MUS 101 FUNDAMENTALS OF MUSIC
Introduction to music theory and analysis, with emphasis on intervals, modes, scales, rhythm, meter, and form. About twenty pieces from the middle ages to the twentieth century are examined thoroughly and repeatedly throughout the course; a number of other pieces are discussed in less detail. Along the way, students learn the basic concepts of music theory (notes, intervals, scales, modes, rhythm, meter, chords), and immediately apply these concepts to close and critical musical investigation. Students are also encouraged to investigate the relationship of music to text, emotion, and historical context. No prerequisite. No musical training required.

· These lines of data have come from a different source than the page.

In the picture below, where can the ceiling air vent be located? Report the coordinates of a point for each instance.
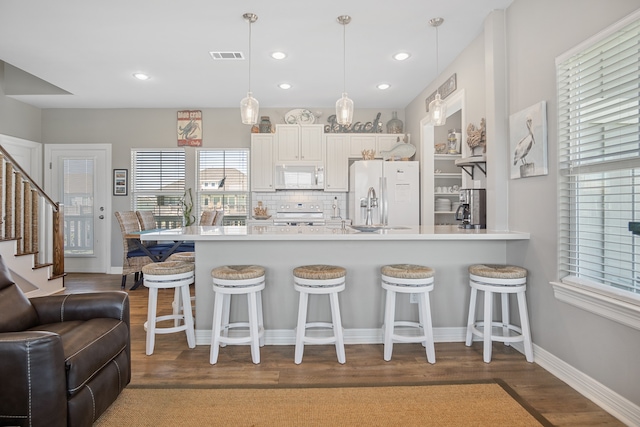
(226, 55)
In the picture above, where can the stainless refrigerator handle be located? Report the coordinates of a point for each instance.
(383, 203)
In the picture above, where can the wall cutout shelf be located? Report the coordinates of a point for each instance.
(468, 164)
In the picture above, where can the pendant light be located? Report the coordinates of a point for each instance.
(437, 107)
(344, 105)
(249, 106)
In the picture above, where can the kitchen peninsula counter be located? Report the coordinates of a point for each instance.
(447, 249)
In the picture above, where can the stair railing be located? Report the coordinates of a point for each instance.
(30, 216)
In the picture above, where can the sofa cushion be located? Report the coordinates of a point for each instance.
(16, 312)
(88, 346)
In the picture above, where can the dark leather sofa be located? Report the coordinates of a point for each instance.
(63, 358)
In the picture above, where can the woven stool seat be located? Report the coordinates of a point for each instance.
(237, 272)
(168, 268)
(407, 271)
(319, 279)
(228, 281)
(319, 272)
(503, 280)
(183, 256)
(498, 271)
(408, 279)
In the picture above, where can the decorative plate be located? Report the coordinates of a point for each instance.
(299, 116)
(261, 217)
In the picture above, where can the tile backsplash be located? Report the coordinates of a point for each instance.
(326, 199)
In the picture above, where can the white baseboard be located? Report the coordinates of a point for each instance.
(610, 401)
(615, 404)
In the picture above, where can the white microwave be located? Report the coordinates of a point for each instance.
(299, 177)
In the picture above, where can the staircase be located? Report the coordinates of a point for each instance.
(31, 239)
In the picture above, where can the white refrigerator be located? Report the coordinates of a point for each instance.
(396, 189)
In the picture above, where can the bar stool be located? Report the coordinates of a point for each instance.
(408, 279)
(319, 280)
(168, 275)
(503, 280)
(177, 299)
(231, 280)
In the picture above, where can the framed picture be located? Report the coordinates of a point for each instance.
(528, 141)
(120, 182)
(190, 128)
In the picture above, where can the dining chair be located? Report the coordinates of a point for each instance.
(134, 258)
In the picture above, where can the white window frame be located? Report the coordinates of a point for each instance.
(621, 306)
(175, 193)
(230, 186)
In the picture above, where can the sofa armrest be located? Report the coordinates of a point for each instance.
(61, 308)
(34, 389)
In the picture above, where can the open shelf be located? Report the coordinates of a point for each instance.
(468, 164)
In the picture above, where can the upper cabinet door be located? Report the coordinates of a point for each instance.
(311, 143)
(288, 142)
(299, 143)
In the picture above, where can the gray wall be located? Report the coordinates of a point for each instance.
(156, 128)
(536, 33)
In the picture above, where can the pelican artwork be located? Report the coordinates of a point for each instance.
(524, 145)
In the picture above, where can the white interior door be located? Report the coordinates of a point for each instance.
(79, 177)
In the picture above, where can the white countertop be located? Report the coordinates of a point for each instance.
(324, 233)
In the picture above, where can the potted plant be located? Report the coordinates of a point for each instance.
(187, 207)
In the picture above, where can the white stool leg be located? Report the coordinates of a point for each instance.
(151, 320)
(254, 332)
(215, 330)
(337, 326)
(260, 318)
(188, 316)
(226, 312)
(505, 316)
(425, 314)
(389, 320)
(472, 316)
(177, 306)
(302, 324)
(488, 309)
(524, 322)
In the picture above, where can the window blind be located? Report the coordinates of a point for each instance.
(599, 159)
(158, 184)
(223, 183)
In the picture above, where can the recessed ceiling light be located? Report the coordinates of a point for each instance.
(141, 76)
(401, 56)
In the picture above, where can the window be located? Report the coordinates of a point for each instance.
(599, 172)
(223, 183)
(158, 181)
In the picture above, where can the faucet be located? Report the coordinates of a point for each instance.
(372, 202)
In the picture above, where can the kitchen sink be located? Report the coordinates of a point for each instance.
(374, 228)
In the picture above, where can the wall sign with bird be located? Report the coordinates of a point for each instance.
(528, 139)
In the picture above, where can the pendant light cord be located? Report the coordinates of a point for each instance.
(250, 55)
(344, 58)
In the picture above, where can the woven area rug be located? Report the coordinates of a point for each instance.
(468, 404)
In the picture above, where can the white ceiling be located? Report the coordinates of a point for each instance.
(91, 48)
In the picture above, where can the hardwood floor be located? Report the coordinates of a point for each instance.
(173, 363)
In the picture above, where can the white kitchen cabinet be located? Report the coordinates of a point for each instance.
(361, 142)
(262, 162)
(299, 143)
(337, 163)
(379, 142)
(385, 142)
(447, 183)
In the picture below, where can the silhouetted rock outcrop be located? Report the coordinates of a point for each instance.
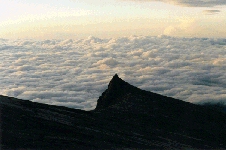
(125, 117)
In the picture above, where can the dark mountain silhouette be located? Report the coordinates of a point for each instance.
(125, 117)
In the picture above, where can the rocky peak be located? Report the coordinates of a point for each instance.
(117, 88)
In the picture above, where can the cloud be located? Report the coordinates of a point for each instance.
(185, 26)
(74, 73)
(190, 3)
(211, 12)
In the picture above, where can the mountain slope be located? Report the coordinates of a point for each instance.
(125, 117)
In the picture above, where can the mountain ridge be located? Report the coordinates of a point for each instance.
(125, 117)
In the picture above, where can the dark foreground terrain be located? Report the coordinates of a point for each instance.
(125, 117)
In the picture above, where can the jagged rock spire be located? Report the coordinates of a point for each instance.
(116, 88)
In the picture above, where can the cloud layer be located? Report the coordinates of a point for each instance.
(191, 3)
(74, 73)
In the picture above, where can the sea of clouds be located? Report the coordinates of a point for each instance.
(74, 73)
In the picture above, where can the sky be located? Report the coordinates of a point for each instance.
(60, 19)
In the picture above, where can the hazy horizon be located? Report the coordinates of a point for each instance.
(33, 19)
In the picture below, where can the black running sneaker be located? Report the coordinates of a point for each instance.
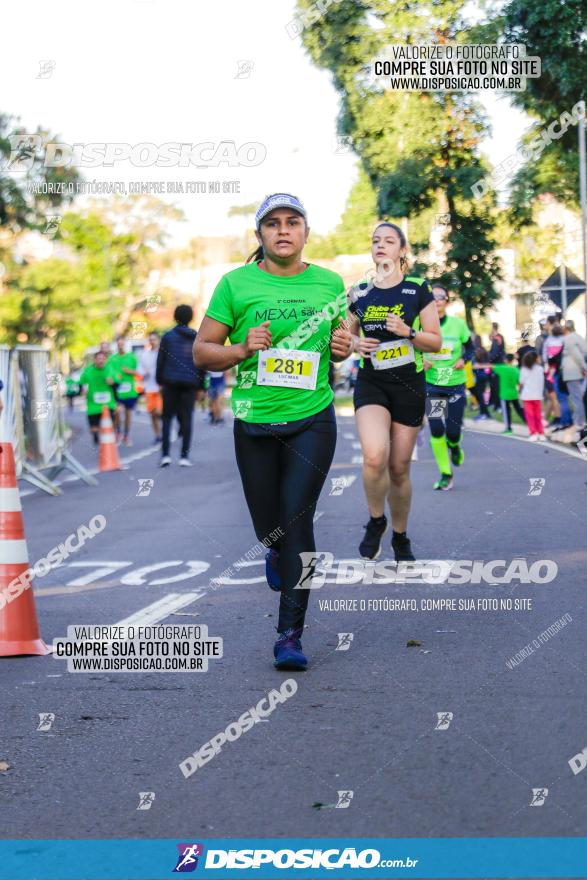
(370, 546)
(400, 544)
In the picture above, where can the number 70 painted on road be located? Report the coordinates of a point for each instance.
(99, 569)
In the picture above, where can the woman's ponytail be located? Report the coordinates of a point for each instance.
(256, 255)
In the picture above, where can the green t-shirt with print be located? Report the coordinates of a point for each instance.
(509, 377)
(303, 310)
(99, 393)
(454, 333)
(126, 382)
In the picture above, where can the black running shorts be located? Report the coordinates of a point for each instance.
(405, 399)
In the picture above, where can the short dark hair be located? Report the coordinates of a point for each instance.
(183, 314)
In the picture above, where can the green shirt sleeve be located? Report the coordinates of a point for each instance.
(221, 306)
(342, 303)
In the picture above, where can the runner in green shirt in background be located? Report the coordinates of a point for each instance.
(446, 391)
(124, 365)
(284, 320)
(509, 379)
(99, 380)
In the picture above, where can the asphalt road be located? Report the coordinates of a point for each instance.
(363, 720)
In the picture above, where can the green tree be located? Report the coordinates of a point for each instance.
(556, 31)
(22, 206)
(420, 151)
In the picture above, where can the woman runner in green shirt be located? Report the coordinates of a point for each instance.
(284, 321)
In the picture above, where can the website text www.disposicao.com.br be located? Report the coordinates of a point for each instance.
(329, 859)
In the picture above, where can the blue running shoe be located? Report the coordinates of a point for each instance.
(272, 570)
(288, 651)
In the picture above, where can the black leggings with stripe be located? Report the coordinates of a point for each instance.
(282, 478)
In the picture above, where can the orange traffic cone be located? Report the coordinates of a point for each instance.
(19, 630)
(109, 460)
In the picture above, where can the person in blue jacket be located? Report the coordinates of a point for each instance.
(179, 380)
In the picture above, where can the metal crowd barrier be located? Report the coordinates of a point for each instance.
(32, 418)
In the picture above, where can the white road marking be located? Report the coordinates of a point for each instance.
(161, 609)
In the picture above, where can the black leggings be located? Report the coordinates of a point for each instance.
(452, 422)
(178, 401)
(282, 478)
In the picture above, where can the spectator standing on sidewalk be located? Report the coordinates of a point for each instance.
(552, 352)
(482, 375)
(509, 379)
(531, 394)
(574, 371)
(179, 380)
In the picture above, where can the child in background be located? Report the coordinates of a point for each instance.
(509, 379)
(99, 379)
(531, 394)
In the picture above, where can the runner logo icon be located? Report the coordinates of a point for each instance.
(187, 860)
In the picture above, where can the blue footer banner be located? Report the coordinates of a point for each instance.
(305, 858)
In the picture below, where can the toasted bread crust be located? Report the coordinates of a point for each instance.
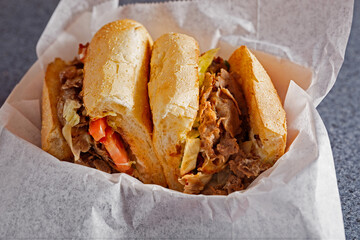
(52, 140)
(116, 70)
(266, 115)
(174, 98)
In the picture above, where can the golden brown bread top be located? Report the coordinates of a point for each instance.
(116, 71)
(52, 140)
(174, 98)
(266, 114)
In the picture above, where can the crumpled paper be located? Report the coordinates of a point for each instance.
(300, 43)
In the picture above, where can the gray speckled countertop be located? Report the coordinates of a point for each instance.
(22, 22)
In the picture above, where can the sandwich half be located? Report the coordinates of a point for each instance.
(95, 109)
(217, 124)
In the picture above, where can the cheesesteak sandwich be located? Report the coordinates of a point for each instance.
(217, 124)
(95, 109)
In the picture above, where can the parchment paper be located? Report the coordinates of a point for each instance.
(42, 197)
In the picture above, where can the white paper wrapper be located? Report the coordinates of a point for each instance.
(42, 197)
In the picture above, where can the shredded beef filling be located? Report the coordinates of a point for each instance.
(225, 167)
(93, 154)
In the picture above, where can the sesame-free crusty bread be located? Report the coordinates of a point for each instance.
(52, 140)
(266, 115)
(174, 98)
(116, 70)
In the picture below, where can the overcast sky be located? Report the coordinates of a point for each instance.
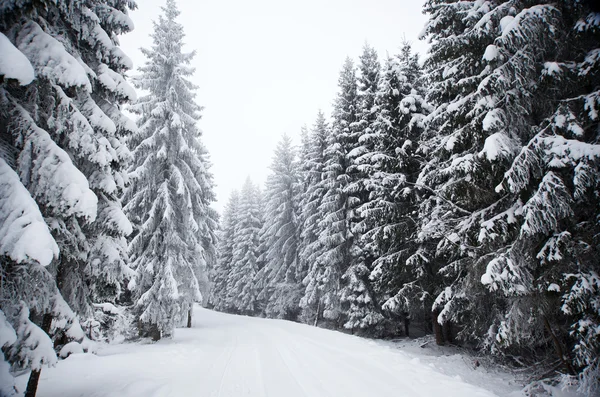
(265, 67)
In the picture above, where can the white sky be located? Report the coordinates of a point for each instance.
(265, 67)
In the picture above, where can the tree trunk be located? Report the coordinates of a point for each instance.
(437, 328)
(317, 315)
(447, 328)
(34, 378)
(558, 348)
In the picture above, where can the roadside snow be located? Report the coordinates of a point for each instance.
(13, 64)
(225, 355)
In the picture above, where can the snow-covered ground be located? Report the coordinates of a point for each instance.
(225, 355)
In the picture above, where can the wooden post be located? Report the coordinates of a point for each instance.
(437, 328)
(34, 378)
(558, 348)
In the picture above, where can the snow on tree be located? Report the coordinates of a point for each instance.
(220, 273)
(392, 165)
(282, 289)
(512, 165)
(334, 254)
(242, 292)
(310, 246)
(24, 236)
(7, 338)
(360, 305)
(171, 186)
(473, 134)
(549, 258)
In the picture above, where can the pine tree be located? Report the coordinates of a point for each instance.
(242, 290)
(74, 104)
(62, 154)
(390, 223)
(171, 189)
(281, 230)
(361, 306)
(511, 156)
(310, 245)
(335, 238)
(219, 275)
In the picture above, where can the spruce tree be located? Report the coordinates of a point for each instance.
(171, 188)
(310, 245)
(242, 290)
(335, 237)
(220, 273)
(510, 149)
(390, 220)
(361, 306)
(62, 155)
(281, 230)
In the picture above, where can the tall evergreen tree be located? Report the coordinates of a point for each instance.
(361, 306)
(62, 155)
(335, 253)
(282, 288)
(242, 289)
(220, 273)
(171, 190)
(310, 245)
(511, 146)
(390, 220)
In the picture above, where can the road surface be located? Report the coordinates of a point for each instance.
(235, 356)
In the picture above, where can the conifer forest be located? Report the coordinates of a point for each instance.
(449, 199)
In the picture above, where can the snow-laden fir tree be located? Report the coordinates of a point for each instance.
(171, 189)
(512, 153)
(482, 99)
(310, 245)
(282, 286)
(242, 291)
(74, 104)
(360, 304)
(389, 215)
(220, 272)
(547, 266)
(62, 155)
(334, 254)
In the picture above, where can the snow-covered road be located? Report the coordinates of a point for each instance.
(234, 356)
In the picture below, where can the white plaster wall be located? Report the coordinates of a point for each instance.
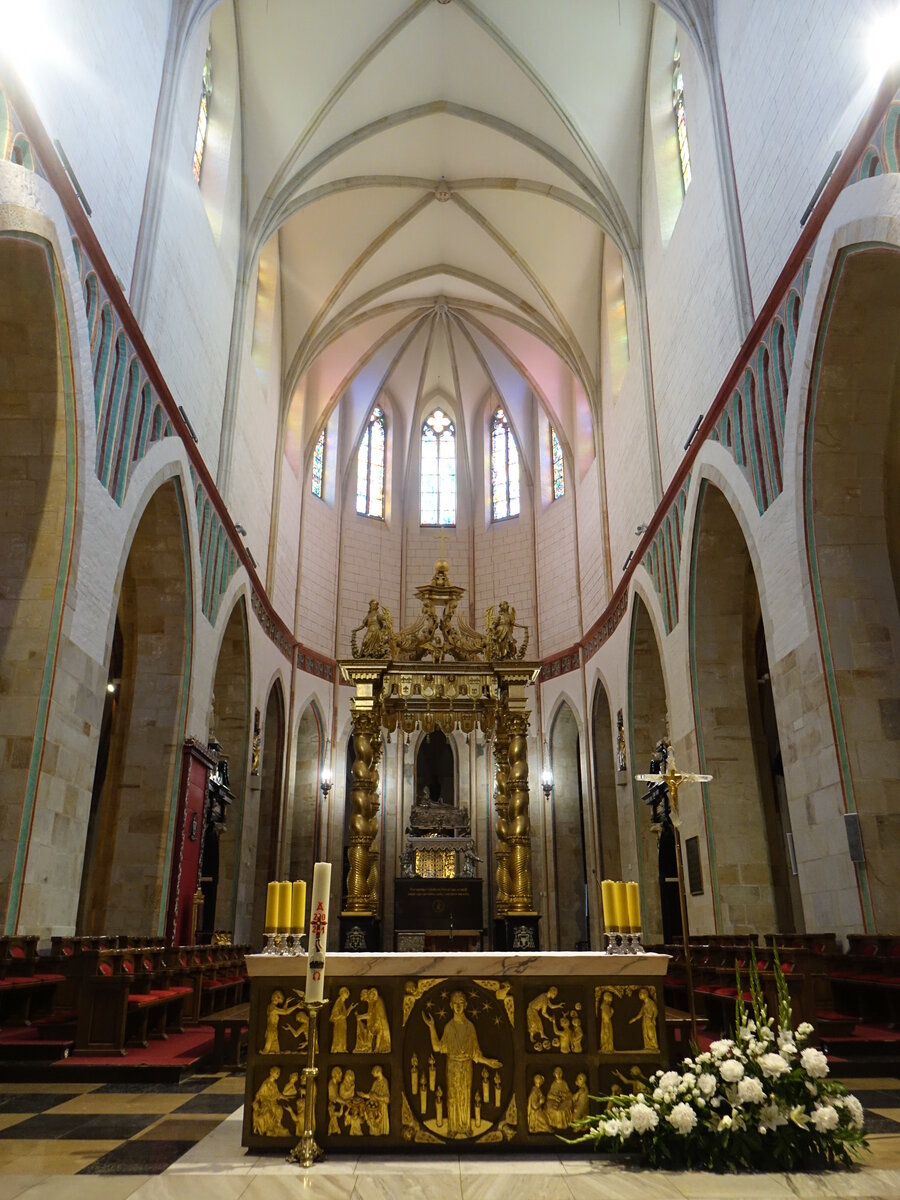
(797, 79)
(99, 101)
(691, 313)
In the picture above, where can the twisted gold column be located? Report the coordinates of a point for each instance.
(501, 750)
(363, 873)
(519, 826)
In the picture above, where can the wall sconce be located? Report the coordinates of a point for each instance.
(327, 778)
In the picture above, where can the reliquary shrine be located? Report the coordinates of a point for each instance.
(438, 675)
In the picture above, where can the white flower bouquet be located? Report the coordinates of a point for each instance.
(761, 1098)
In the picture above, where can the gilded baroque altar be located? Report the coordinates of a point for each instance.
(442, 673)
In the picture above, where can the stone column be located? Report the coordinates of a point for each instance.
(363, 873)
(519, 825)
(501, 754)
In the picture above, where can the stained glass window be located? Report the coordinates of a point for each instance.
(318, 466)
(199, 143)
(504, 468)
(438, 471)
(681, 123)
(556, 457)
(370, 467)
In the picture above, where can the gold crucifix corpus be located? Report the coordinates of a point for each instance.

Notes per syllable in each module of "Veni creator Spiritus"
(Cogan & Escot 1976)
MUS 201 THEORY I: HARMONY
Introduction to the grammar of tonal music through part-writing and analysis. Includes scales, intervals, triads, seventh chords, and their inversions. Ear training in intervals, chords, melody, and rhythm. No prerequisites, but, knowledge of scales and key signatures required. No prerequisite.
MUS 202 THEORY II: INTERMEDIATE HARMONY
Continuation of Music 201. Contrapuntal techniques within a diatonic framework, including sequences, melodic, and rhythmic figuration. Ear training includes one- and two-part exercises. Prerequisite: MUS 201.
MUS 241 MUSIC OF LATIN AMERICA
This course is an introduction to cultured and vernacular music of Hispanic- and Luso-American countries from colonial times to the present. Topics include: indigenous music, sacred and secular colonial music, nineteenth-century romantic and nationalistic styles, and contemporary folk, popular and concert hall music. No prerequisites.Fulfills fine-arts, cultural diversity, and ethnic-studies concentration requirements.
Carmen says, "Mauro's courses are Magnifíco! "
MUS 246 MUSIC OF BRAZIL
A survey of cultivated and vernacular traditions of Brazilian music from colonial times to the present. Topics include: sacred and secular colonial music, the barrôco mineiro, nationalism, the avant-garde, samba, bossa nova, MPB, candomblé, jazz, tropical rock, and rap. No prerequisites. Fulfills fine-arts, cultural diversity, and ethnic-studies concentration requirements.
MUS 301 THEORY III: ADVANCED HARMONY
Continuation of Music 202: Modulatory and chromatic techniques, including mixture, applied chords, the neapolitan and augmented-sixth chords. Ear training includes two-, three-, and four-part exercises. Prerequisite: MUS 202.
MUS 302 FORM AND ANALYSIS
The different forms of tonal music are presented as arising from the phrase. After examining what a phrase is, students investigate how small compositions can be generated through manipulation and expansion of simple phrases, and by joining phrases into periods. The course then proceeds to examine how periods combine to create binary and ternary forms, which serve as the basis—conceptually and literally—of the larger sonata-allegro. Prerequisite: MUS 202.
MUS 311 COUNTERPOINT Students learn two-, three, and four-part species counterpoint as formulated in Peter Westergaard’s An Introduction to Tonal Theory, while examining the diverse manifestations of species counterpoint in compositions from the early baroque to the late romantic. Prerequisite: Permission of instructor.